Visual Dexterity: In-Hand Reorientation of Novel and Complex Object Shapes

In-hand object reorientation is necessary for performing many dexterous manipulation tasks, such as tool use in less structured environments that remain beyond the reach of current robots. Prior works built reorientation systems assuming one or many of the following: reorienting only specific objects with simple shapes, limited range of reorientation, slow or quasistatic manipulation, simulation-only results, the need for specialized and costly sensor suites, and other constraints which make the system infeasible for real-world deployment. We present a general object reorientation controller that does not make these assumptions.
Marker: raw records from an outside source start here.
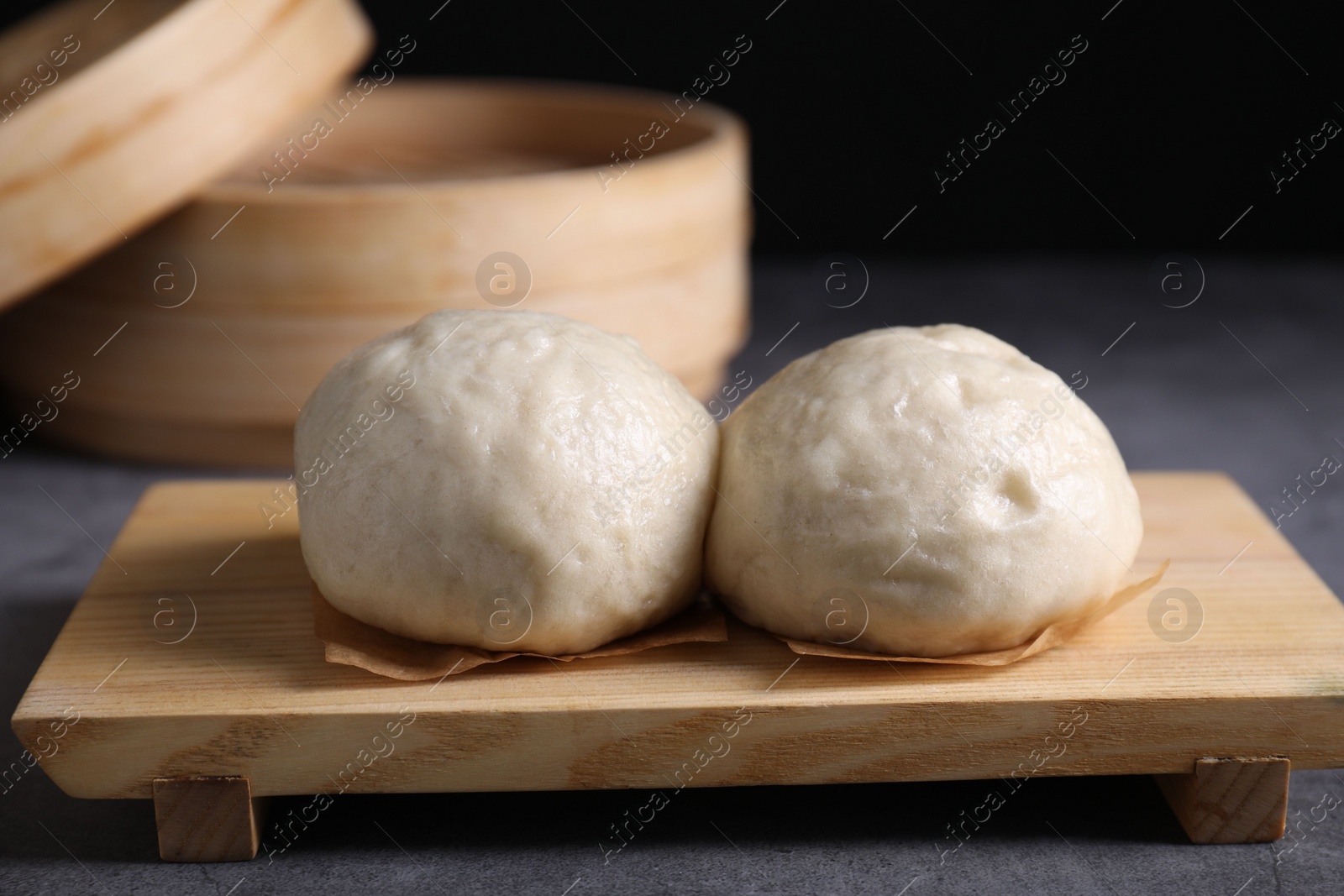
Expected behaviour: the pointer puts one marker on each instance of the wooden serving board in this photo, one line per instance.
(192, 654)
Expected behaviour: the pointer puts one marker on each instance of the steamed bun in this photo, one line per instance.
(920, 492)
(504, 479)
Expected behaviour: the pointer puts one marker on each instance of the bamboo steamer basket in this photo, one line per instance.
(113, 113)
(396, 212)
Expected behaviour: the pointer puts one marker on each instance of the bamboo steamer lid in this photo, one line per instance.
(113, 113)
(198, 344)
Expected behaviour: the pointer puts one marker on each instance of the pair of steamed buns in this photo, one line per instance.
(544, 486)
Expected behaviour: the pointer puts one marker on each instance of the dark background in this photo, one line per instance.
(1173, 120)
(1173, 117)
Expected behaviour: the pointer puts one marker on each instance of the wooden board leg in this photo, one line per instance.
(1230, 801)
(207, 820)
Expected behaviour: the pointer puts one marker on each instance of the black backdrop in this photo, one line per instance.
(1162, 134)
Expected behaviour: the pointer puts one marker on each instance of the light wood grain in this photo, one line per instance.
(248, 692)
(343, 250)
(160, 98)
(1230, 801)
(207, 820)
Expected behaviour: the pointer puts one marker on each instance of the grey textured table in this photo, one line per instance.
(1225, 383)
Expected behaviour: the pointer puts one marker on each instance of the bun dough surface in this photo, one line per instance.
(504, 479)
(918, 492)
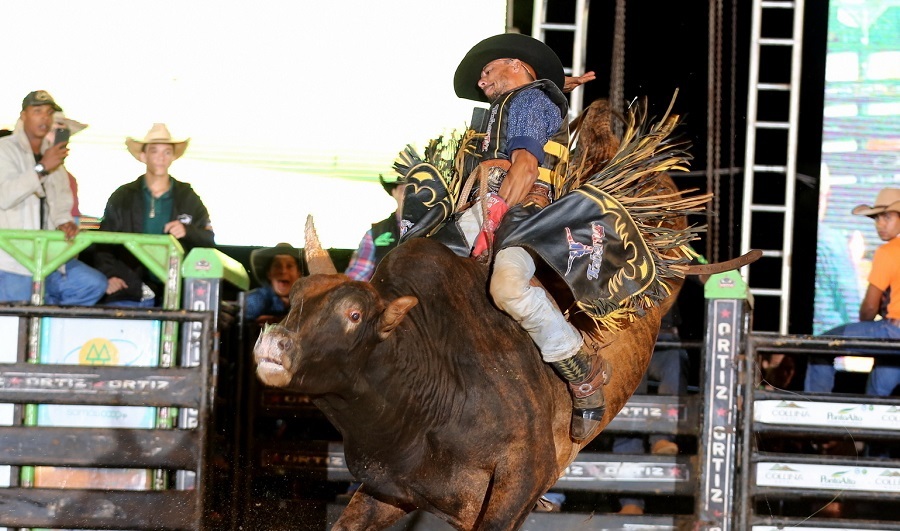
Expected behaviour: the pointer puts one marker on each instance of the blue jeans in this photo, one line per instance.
(80, 285)
(882, 379)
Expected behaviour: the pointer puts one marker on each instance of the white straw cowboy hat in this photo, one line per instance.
(74, 126)
(158, 134)
(888, 199)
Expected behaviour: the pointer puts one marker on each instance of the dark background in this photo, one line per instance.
(667, 48)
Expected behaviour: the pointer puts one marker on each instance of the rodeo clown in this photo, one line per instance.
(528, 204)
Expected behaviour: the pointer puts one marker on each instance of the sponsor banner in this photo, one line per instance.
(104, 342)
(9, 342)
(828, 414)
(117, 342)
(647, 411)
(286, 400)
(321, 461)
(830, 477)
(89, 478)
(9, 346)
(804, 528)
(626, 471)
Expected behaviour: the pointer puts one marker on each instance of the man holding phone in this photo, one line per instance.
(63, 129)
(35, 194)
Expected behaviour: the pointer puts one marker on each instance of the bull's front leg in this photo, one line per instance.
(365, 513)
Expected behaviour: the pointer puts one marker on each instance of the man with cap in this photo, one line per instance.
(276, 269)
(381, 238)
(35, 194)
(519, 152)
(155, 203)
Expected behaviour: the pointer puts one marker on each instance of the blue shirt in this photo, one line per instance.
(533, 119)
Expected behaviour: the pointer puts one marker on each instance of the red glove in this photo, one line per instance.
(496, 209)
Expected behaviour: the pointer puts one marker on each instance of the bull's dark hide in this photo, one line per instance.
(443, 402)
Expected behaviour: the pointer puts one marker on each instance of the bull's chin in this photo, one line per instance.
(273, 374)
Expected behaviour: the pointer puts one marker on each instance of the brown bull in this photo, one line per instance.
(443, 402)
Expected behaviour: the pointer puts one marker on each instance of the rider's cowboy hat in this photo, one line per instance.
(506, 46)
(261, 259)
(158, 134)
(888, 199)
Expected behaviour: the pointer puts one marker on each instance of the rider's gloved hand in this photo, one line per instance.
(496, 209)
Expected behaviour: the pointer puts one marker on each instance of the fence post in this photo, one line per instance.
(726, 317)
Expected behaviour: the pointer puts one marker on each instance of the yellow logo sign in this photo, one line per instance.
(98, 351)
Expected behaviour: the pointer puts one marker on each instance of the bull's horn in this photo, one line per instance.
(318, 259)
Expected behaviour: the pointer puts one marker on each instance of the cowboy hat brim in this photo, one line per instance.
(506, 45)
(260, 259)
(866, 210)
(135, 146)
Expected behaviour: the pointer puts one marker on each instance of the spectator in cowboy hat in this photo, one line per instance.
(381, 238)
(155, 203)
(276, 269)
(884, 281)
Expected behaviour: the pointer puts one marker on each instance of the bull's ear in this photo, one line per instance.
(394, 314)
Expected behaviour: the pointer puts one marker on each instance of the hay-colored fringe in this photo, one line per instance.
(632, 177)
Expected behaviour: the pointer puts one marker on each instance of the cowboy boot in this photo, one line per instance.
(586, 374)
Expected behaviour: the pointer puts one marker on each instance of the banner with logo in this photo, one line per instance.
(829, 477)
(116, 342)
(830, 414)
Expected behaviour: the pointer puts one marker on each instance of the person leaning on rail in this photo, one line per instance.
(35, 194)
(155, 203)
(884, 281)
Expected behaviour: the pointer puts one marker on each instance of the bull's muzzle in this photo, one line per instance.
(272, 354)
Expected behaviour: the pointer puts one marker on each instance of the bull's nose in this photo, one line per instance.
(284, 344)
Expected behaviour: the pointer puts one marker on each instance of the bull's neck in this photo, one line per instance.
(391, 402)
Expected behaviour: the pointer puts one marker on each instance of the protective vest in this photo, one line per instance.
(490, 140)
(385, 235)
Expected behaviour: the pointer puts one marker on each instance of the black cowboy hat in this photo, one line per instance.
(389, 186)
(261, 259)
(506, 45)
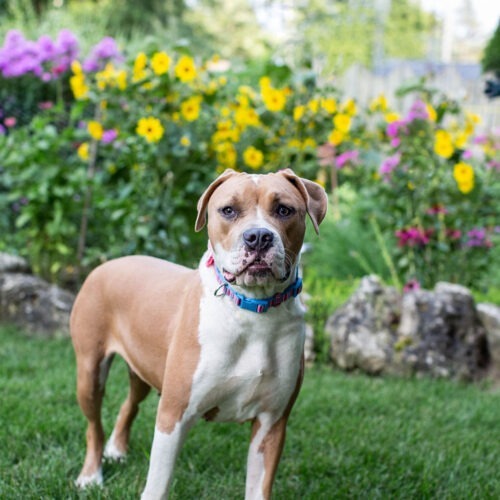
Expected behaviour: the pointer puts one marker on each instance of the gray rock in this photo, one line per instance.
(444, 336)
(489, 314)
(13, 264)
(34, 305)
(363, 329)
(435, 332)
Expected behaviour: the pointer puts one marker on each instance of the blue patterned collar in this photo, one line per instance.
(255, 305)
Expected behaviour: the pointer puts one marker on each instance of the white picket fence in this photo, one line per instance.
(459, 81)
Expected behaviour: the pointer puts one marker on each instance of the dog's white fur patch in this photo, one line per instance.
(111, 451)
(92, 480)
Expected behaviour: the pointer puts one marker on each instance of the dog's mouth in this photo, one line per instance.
(256, 270)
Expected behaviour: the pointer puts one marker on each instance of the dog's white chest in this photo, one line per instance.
(248, 364)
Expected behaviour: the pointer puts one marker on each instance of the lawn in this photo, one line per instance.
(350, 436)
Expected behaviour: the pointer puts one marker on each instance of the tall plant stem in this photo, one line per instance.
(87, 201)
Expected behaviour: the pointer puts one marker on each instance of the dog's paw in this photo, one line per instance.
(85, 481)
(112, 452)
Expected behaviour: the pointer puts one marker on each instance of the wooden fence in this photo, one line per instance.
(459, 81)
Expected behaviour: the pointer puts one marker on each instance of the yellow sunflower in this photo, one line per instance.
(150, 128)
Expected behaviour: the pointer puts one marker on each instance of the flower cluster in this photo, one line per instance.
(45, 59)
(164, 122)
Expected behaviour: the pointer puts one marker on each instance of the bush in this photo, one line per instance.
(130, 148)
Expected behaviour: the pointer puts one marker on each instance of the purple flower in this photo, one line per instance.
(43, 58)
(389, 164)
(418, 111)
(477, 237)
(413, 236)
(109, 136)
(326, 155)
(103, 52)
(494, 164)
(411, 286)
(46, 49)
(67, 51)
(394, 129)
(348, 156)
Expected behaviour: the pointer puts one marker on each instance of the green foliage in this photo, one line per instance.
(397, 438)
(340, 33)
(491, 56)
(35, 179)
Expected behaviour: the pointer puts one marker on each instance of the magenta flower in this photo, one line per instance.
(103, 52)
(109, 136)
(348, 156)
(413, 236)
(454, 234)
(10, 121)
(437, 209)
(411, 286)
(477, 237)
(418, 111)
(388, 165)
(326, 155)
(44, 58)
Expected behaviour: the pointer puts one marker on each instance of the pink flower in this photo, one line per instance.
(411, 286)
(477, 237)
(388, 165)
(418, 111)
(10, 121)
(45, 105)
(454, 234)
(413, 236)
(326, 155)
(437, 209)
(394, 128)
(348, 156)
(109, 136)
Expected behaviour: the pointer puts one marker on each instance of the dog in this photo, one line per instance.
(223, 342)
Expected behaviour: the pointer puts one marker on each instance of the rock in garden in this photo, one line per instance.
(34, 305)
(363, 330)
(435, 332)
(441, 333)
(13, 264)
(489, 314)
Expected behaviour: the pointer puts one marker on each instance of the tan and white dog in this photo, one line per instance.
(223, 342)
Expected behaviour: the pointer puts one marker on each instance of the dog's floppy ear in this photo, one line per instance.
(201, 219)
(314, 196)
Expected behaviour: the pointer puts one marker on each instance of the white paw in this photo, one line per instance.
(111, 451)
(92, 480)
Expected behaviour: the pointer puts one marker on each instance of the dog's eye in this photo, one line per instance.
(283, 211)
(228, 212)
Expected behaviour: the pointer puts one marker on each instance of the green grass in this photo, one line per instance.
(349, 436)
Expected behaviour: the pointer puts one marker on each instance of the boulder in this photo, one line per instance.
(33, 304)
(13, 264)
(364, 328)
(489, 314)
(437, 332)
(442, 333)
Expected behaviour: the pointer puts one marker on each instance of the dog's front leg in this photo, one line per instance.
(164, 452)
(263, 456)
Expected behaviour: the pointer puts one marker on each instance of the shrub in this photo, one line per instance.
(117, 164)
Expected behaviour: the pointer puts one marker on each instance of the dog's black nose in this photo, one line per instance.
(258, 239)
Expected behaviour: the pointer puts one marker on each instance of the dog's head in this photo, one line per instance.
(256, 224)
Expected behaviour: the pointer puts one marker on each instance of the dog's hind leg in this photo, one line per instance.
(92, 374)
(116, 447)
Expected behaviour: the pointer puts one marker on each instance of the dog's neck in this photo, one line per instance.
(251, 303)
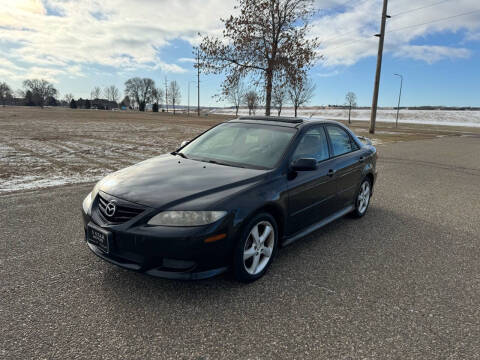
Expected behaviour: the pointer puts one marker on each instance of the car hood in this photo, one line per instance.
(168, 180)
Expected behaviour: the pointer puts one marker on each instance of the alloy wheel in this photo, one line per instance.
(258, 248)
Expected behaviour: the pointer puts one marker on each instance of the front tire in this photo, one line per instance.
(256, 248)
(362, 199)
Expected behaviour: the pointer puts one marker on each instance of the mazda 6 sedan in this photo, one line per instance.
(230, 198)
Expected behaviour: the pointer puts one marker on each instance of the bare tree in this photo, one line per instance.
(95, 93)
(267, 36)
(174, 94)
(252, 100)
(111, 93)
(157, 96)
(106, 93)
(350, 101)
(5, 93)
(235, 95)
(300, 91)
(41, 90)
(140, 90)
(279, 94)
(68, 98)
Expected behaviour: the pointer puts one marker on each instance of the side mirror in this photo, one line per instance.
(304, 164)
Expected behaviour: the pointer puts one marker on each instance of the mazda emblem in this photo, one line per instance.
(110, 209)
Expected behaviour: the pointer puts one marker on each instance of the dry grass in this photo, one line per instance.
(54, 146)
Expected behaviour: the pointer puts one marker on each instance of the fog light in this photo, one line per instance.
(178, 264)
(215, 238)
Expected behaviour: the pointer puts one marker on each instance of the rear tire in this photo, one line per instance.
(256, 248)
(362, 198)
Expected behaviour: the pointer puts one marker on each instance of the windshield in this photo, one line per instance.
(241, 144)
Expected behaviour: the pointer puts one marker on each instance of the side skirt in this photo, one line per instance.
(316, 226)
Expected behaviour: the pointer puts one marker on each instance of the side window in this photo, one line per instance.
(341, 141)
(312, 145)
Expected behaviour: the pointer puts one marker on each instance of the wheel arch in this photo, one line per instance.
(275, 211)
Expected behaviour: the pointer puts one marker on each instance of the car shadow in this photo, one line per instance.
(332, 258)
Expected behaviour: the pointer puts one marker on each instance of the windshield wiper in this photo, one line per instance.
(223, 163)
(180, 154)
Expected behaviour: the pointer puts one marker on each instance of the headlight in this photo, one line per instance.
(87, 204)
(186, 218)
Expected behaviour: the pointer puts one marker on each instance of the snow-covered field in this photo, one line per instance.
(43, 148)
(430, 117)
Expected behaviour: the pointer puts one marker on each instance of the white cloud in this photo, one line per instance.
(431, 54)
(192, 60)
(66, 34)
(347, 37)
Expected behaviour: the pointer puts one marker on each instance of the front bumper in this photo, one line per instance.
(168, 252)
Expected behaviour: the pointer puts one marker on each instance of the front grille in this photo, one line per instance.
(123, 212)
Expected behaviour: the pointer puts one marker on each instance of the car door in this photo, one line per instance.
(311, 192)
(347, 162)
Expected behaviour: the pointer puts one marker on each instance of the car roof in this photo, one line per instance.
(294, 122)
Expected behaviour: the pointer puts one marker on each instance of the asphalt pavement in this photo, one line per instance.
(402, 282)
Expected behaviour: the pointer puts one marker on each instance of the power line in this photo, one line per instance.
(407, 27)
(435, 21)
(348, 42)
(420, 8)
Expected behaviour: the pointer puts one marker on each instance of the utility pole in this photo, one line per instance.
(399, 97)
(198, 81)
(373, 116)
(166, 93)
(188, 111)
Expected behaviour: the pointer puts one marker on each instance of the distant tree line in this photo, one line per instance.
(139, 92)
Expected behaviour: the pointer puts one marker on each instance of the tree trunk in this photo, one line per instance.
(268, 91)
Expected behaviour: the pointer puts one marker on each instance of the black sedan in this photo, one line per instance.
(230, 197)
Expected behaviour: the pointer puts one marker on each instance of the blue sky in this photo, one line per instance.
(82, 44)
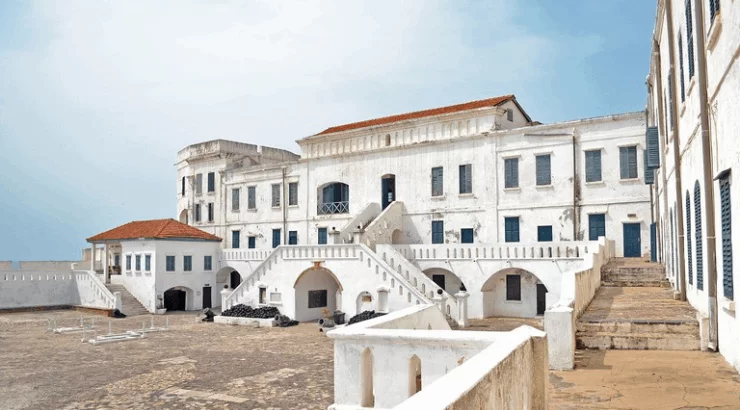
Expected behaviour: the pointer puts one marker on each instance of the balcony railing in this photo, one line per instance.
(333, 208)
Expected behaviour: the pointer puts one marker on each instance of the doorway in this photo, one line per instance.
(541, 299)
(631, 239)
(207, 297)
(389, 189)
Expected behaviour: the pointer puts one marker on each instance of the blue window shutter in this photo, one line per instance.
(699, 243)
(690, 263)
(653, 148)
(726, 217)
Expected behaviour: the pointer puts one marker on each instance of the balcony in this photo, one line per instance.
(333, 208)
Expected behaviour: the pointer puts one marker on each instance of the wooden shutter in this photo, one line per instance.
(726, 216)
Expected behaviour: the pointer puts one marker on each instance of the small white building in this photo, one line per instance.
(165, 259)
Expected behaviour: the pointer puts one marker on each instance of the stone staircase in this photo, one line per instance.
(635, 310)
(131, 305)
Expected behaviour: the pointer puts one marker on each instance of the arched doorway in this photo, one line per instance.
(316, 291)
(514, 292)
(178, 298)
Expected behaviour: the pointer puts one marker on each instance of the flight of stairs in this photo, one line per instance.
(131, 305)
(634, 309)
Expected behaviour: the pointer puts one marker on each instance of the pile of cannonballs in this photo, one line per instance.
(241, 310)
(368, 314)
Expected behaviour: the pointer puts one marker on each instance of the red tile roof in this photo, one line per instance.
(490, 102)
(154, 229)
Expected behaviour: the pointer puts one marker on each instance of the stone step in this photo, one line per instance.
(637, 341)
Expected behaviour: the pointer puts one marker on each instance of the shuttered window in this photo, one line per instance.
(726, 215)
(690, 263)
(466, 179)
(593, 166)
(543, 169)
(437, 181)
(467, 235)
(596, 226)
(690, 38)
(511, 229)
(511, 172)
(513, 287)
(699, 243)
(628, 162)
(438, 234)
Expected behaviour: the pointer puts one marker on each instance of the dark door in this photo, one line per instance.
(439, 280)
(206, 297)
(541, 292)
(389, 190)
(631, 239)
(174, 299)
(235, 279)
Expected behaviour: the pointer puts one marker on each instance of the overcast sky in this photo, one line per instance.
(97, 97)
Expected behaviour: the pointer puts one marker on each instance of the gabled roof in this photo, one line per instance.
(154, 229)
(489, 102)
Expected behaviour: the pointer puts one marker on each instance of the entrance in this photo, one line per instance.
(541, 298)
(235, 279)
(174, 299)
(389, 189)
(206, 297)
(631, 238)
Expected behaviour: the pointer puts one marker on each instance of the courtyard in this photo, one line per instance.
(209, 366)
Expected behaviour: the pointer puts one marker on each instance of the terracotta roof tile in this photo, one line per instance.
(154, 229)
(490, 102)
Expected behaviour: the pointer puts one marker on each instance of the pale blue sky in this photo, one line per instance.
(96, 98)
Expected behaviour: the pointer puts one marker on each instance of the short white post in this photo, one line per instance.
(462, 308)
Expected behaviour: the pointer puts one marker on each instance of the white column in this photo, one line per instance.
(462, 308)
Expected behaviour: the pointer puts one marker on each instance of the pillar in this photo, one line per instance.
(462, 308)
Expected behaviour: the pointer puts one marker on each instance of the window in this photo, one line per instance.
(211, 182)
(596, 226)
(513, 287)
(317, 298)
(170, 263)
(251, 197)
(593, 166)
(293, 193)
(698, 232)
(543, 170)
(628, 162)
(438, 234)
(275, 195)
(275, 238)
(466, 179)
(690, 39)
(198, 184)
(235, 199)
(235, 236)
(544, 233)
(726, 219)
(511, 229)
(467, 235)
(511, 172)
(437, 181)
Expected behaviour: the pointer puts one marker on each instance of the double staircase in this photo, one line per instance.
(635, 310)
(131, 305)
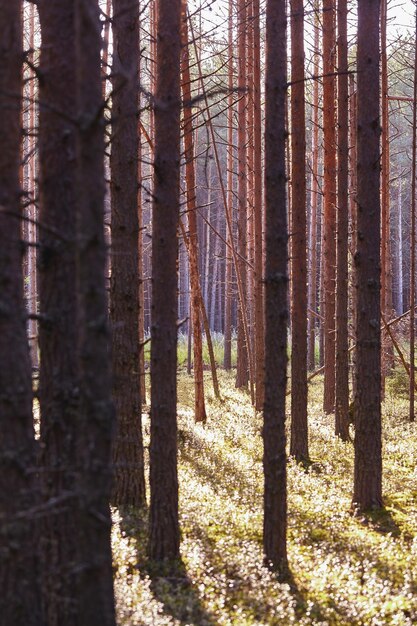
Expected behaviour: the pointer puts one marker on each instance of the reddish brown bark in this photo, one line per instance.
(312, 295)
(413, 244)
(368, 464)
(129, 478)
(199, 406)
(258, 213)
(227, 362)
(58, 336)
(19, 597)
(95, 424)
(164, 537)
(329, 217)
(242, 373)
(276, 285)
(342, 339)
(299, 426)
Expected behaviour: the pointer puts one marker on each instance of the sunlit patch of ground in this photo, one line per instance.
(345, 570)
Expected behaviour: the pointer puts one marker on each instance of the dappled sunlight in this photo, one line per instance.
(345, 569)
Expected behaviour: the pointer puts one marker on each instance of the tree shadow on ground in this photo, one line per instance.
(170, 583)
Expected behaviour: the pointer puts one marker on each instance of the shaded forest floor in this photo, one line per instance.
(345, 570)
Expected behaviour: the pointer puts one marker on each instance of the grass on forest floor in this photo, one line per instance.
(345, 571)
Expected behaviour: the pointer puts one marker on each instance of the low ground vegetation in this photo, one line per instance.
(345, 570)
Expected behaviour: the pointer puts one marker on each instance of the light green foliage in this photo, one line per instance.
(346, 571)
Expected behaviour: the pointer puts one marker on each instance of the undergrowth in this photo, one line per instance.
(345, 570)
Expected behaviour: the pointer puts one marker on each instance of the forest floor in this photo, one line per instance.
(346, 571)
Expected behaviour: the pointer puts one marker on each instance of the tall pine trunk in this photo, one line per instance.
(299, 427)
(164, 527)
(276, 286)
(129, 480)
(19, 597)
(368, 463)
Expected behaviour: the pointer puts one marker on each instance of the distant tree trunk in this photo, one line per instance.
(242, 374)
(413, 242)
(129, 478)
(58, 335)
(329, 221)
(276, 285)
(19, 597)
(258, 215)
(199, 405)
(299, 427)
(227, 361)
(342, 300)
(368, 465)
(164, 527)
(95, 425)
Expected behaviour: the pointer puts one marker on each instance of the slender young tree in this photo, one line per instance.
(199, 403)
(242, 372)
(19, 597)
(258, 212)
(368, 463)
(129, 482)
(58, 334)
(299, 427)
(329, 217)
(276, 285)
(164, 527)
(342, 340)
(95, 424)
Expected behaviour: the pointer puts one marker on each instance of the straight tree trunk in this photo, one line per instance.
(58, 335)
(95, 427)
(164, 540)
(367, 492)
(129, 478)
(199, 402)
(314, 203)
(258, 214)
(227, 361)
(20, 593)
(242, 373)
(342, 336)
(299, 426)
(329, 218)
(413, 243)
(276, 287)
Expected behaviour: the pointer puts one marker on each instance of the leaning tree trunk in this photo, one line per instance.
(164, 537)
(368, 464)
(329, 218)
(95, 424)
(276, 285)
(58, 376)
(342, 339)
(299, 426)
(129, 480)
(199, 403)
(19, 597)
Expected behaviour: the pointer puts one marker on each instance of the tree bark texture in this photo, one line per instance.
(299, 426)
(329, 226)
(95, 426)
(276, 286)
(199, 402)
(164, 528)
(129, 478)
(58, 378)
(368, 465)
(19, 597)
(342, 339)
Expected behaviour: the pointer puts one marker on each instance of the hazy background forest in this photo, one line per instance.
(208, 312)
It uses readings from a single commodity depth camera to dynamically reorient complex and new object shapes by any rotation in real-time, with the median reorientation time being close to seven seconds. The controller is trained using reinforcement learning in simulation and evaluated in the real world on new object shapes not used for training, including the most challenging scenario of reorienting objects held in the air by a downward-facing hand that must counteract gravity during reorientation. Our hardware platform only uses open-source components that cost less than five thousand dollars. Although we demonstrate the ability to overcome assumptions in prior work, there is ample scope for improving absolute performance. For instance, the challenging duck-shaped object not used for training was dropped in 56 percent of the trials. When it was not dropped, our controller reoriented the object within 0.4 radians (23 degrees) 75 percent of the time. Videos are available at: https://taochenshh.github.io/projects/visual-dexterity.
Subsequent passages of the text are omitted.